Impact of senescence on the transdifferentiation process of human hepatic progenitor-like cells

Francesco Bellanti, Giorgia di Bello, Rosanna Tamborra, Marco Amatruda, Aurelio Lo Buglio, Michał Dobrakowski, Aleksandra Kasperczyk, Sławomir Kasperczyk, Gaetano Serviddio, Gianluigi Vendemiale

Francesco Bellanti, Giorgia di Bello, Rosanna Tamborra, Marco Amatruda, Aurelio Lo Buglio, Gaetano Serviddio, Gianluigi Vendemiale, Department of Medical and Surgical Sciences, University of Foggia, Foggia 71122, Italy

Michał Dobrakowski, Aleksandra Kasperczyk, Sławomir Kasperczyk, Department of Biochemistry, Medical University of Silesia, Zabrze 41-808, Poland

Author contributions: Bellanti F and Vendemiale G designed and coordinated the study; Bellanti, F, di Bello G, Tamborra R, Lo Buglio A, Amatruda M, Dobrakowsky M, and Kasperczyk A performed the experiments, acquired, and analyzed data; Bellanti, F, di Bello G, Tamborra R, Amatruda M, Lo Buglio A, Dobrakowsky M, Kasperczyk A, Kasperczyk S, Serviddio G, and Vendemiale G interpreted the data; Bellanti F wrote the manuscript; Kasperczyk S, Serviddio G, and Vendemiale G supervised the manuscript; All authors approved the final version of the article.

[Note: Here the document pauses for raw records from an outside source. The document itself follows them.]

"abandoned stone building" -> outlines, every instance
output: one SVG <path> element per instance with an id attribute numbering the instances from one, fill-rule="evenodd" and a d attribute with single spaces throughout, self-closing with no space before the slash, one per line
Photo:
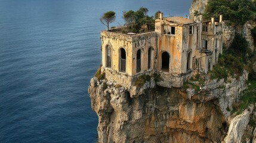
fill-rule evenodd
<path id="1" fill-rule="evenodd" d="M 128 86 L 143 74 L 159 74 L 164 87 L 181 87 L 196 73 L 207 73 L 222 52 L 222 16 L 203 21 L 158 13 L 155 30 L 141 33 L 101 32 L 107 79 Z"/>

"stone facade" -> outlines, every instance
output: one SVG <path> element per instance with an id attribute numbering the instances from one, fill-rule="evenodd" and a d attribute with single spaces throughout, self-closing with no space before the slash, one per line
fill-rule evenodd
<path id="1" fill-rule="evenodd" d="M 162 79 L 158 85 L 171 88 L 182 86 L 193 70 L 207 73 L 222 51 L 222 17 L 220 21 L 198 19 L 163 18 L 159 12 L 155 32 L 101 32 L 103 70 L 109 70 L 106 78 L 131 86 L 138 75 L 155 73 Z M 113 73 L 129 77 L 116 78 Z"/>

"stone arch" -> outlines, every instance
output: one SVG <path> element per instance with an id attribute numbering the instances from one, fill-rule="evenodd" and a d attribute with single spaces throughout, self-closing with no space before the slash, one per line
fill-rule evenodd
<path id="1" fill-rule="evenodd" d="M 169 69 L 170 55 L 166 51 L 163 51 L 161 54 L 161 70 L 164 72 L 168 72 Z"/>
<path id="2" fill-rule="evenodd" d="M 138 73 L 141 70 L 141 50 L 138 49 L 136 54 L 136 72 Z"/>
<path id="3" fill-rule="evenodd" d="M 127 53 L 124 48 L 119 49 L 119 71 L 126 72 L 127 70 Z"/>
<path id="4" fill-rule="evenodd" d="M 106 46 L 106 67 L 112 67 L 112 50 L 109 45 Z"/>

Institutional review board statement: The study was reviewed and approved by the Institutional Review Board at the University of Foggia.

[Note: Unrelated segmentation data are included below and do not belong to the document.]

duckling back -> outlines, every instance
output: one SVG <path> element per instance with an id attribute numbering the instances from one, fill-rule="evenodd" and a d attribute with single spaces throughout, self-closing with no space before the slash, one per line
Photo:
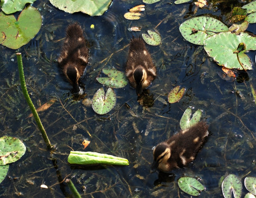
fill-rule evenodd
<path id="1" fill-rule="evenodd" d="M 86 45 L 81 26 L 77 23 L 69 25 L 58 62 L 67 80 L 76 88 L 88 63 Z"/>
<path id="2" fill-rule="evenodd" d="M 154 151 L 152 170 L 170 172 L 186 166 L 193 161 L 208 135 L 208 125 L 200 122 L 182 130 L 165 142 L 159 144 Z"/>
<path id="3" fill-rule="evenodd" d="M 133 38 L 130 41 L 126 74 L 132 86 L 136 89 L 137 95 L 156 76 L 156 67 L 141 37 Z"/>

Conflict-of-interest statement: All authors have nothing to disclose.

Data sharing statement: No additional data are available.

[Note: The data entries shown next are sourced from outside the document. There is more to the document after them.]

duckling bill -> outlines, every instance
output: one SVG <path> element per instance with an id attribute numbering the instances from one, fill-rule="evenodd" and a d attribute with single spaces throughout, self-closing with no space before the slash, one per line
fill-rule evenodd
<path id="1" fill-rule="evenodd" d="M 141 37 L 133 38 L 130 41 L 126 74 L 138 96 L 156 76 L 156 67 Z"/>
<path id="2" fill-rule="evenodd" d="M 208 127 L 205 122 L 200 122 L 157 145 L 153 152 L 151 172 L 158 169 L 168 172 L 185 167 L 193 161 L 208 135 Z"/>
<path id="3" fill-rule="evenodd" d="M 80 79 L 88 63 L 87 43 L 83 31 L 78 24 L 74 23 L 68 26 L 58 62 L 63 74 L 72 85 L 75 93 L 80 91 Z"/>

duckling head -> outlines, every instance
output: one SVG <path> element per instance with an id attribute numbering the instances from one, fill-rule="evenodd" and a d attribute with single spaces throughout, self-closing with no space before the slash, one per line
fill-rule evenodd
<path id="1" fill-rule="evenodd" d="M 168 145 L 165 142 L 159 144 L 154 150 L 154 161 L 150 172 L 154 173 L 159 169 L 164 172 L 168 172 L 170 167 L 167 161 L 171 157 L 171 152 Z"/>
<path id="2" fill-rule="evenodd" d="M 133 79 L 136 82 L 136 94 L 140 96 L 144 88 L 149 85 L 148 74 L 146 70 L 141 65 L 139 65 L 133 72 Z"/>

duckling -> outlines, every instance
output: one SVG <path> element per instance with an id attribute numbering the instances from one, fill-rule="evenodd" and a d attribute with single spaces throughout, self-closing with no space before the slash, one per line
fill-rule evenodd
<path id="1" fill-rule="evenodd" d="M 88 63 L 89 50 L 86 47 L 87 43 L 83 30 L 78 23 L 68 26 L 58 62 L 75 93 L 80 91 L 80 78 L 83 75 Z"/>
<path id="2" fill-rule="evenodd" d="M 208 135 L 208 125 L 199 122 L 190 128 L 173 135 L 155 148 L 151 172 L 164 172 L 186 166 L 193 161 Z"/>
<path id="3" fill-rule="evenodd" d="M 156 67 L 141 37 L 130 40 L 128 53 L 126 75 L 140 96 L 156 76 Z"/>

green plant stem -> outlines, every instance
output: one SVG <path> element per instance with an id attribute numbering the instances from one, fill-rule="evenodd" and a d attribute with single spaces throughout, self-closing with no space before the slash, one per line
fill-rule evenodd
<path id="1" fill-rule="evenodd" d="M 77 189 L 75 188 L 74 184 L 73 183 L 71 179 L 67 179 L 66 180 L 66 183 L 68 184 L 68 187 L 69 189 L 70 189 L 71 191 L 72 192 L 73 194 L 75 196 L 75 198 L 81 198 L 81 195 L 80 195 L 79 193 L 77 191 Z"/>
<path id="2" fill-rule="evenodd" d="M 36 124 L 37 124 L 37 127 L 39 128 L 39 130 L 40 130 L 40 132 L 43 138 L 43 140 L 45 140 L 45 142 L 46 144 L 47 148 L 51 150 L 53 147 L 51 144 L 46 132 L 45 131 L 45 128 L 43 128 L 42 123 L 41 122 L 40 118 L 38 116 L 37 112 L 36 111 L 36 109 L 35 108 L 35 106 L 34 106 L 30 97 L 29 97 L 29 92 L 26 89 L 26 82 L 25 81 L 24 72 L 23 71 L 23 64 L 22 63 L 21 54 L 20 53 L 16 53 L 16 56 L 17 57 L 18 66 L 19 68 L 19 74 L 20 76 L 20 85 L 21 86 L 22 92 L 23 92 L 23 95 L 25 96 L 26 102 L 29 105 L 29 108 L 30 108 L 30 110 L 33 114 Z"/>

Open-Access: This article is an open-access article that was selected by an in-house editor and fully peer-reviewed by external reviewers. It is distributed in accordance with the Creative Commons Attribution NonCommercial (CC BY-NC 4.0) license, which permits others to distribute, remix, adapt, build upon this work non-commercially, and license their derivative works on different terms, provided the original work is properly cited and the use is non-commercial. See: http://creativecommons.org/Licenses/by-nc/4.0/

Corresponding author: Francesco Bellanti, MD, PhD, Doctor, Associate Professor, Department of Medical and Surgical Sciences, University of Foggia, viale Pinto 1, Foggia 71122, Italy. francesco.bellanti@unifg.it

Received: April 26, 2021
Peer-review started: April 26, 2021
First decision: May 12, 2021
Revised: June 14, 2021
Accepted: August 23, 2021
Article in press: August 23, 2021
Published online: October 26, 2021

Core Tip

Core Tip: The human HepaRG cell line represents an effective model for the study of liver metabolism and hepatic progenitors. However, the impact of senescence on HepaRG cells is not known. We characterized the effects of senescence on the transdifferentiation capacity and mitochondrial metabolism of HepaRG cells. By using a replication protocol, we described higher senescence-associated markers and lower transdifferentiation markers in passage 20 (P20) than in P10 cells. Cellular and mitochondrial oxygen consumption, and ATP and nicotinamide adenine dinucleotide (NAD⁺)/NAD with hydrogen (NADH) content were lower in P20 than in P10 transdifferentiated cells. To conclude, senescence-associated mitochondrial dysfunction may limit the transdifferentiation potential of HepaRG cells.